Atoms stick together to make the world around us through a set of different atom-atom interactions called bonds. Without atomic bonding, the universe would be just be one large gas with nothing solid in it at all.

The text-book four types of atomic bonding are ionic (think table salt), covalent (silicon chips), metallic (steels, iron etc) and Van der Waals (how Geko's stick to the ceiling). However, there is a fifth kind of bonding, called a non-covalent directional interaction.  It is responsible for water's unusual properties such as expanding on freezing (most liquids shrink) and having a high boiling point compared to other molecular liquids.

We care about this fifth-kind of bonding as it can stick molecules together into molecular crystals which have a wide variety of uses, for example, capturing carbon dioxide from the atmosphere, detecting trace impurities and toxins, sensing biomolecules and a vast collection of pharmaceuticals.  It's similar to molecular Lego -- the more different ways we can stick bricks together, the more useful (and fun!) materials we can make.

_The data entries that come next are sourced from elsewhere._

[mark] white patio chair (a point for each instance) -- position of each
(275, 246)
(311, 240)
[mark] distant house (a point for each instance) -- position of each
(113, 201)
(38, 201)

The halogen elements such as fluorine, chlorine, bromine, and iodine can form these fifth-kind bonds. Up until now they were thought to only bond to small, compact atoms like nitrogen or oxygen, limiting the ways molecular crystals could be assembled. In this international collaboration between UK, Canada and Croatia we show that we can make molecular crystals by bonding the halogen iodine to the much heavier phosphorus, arsenic and antimony atoms, some 2, 5 and 8 times more massive than oxygen respectively.

This research paves the way for many new molecular crystals with fantastic new properties.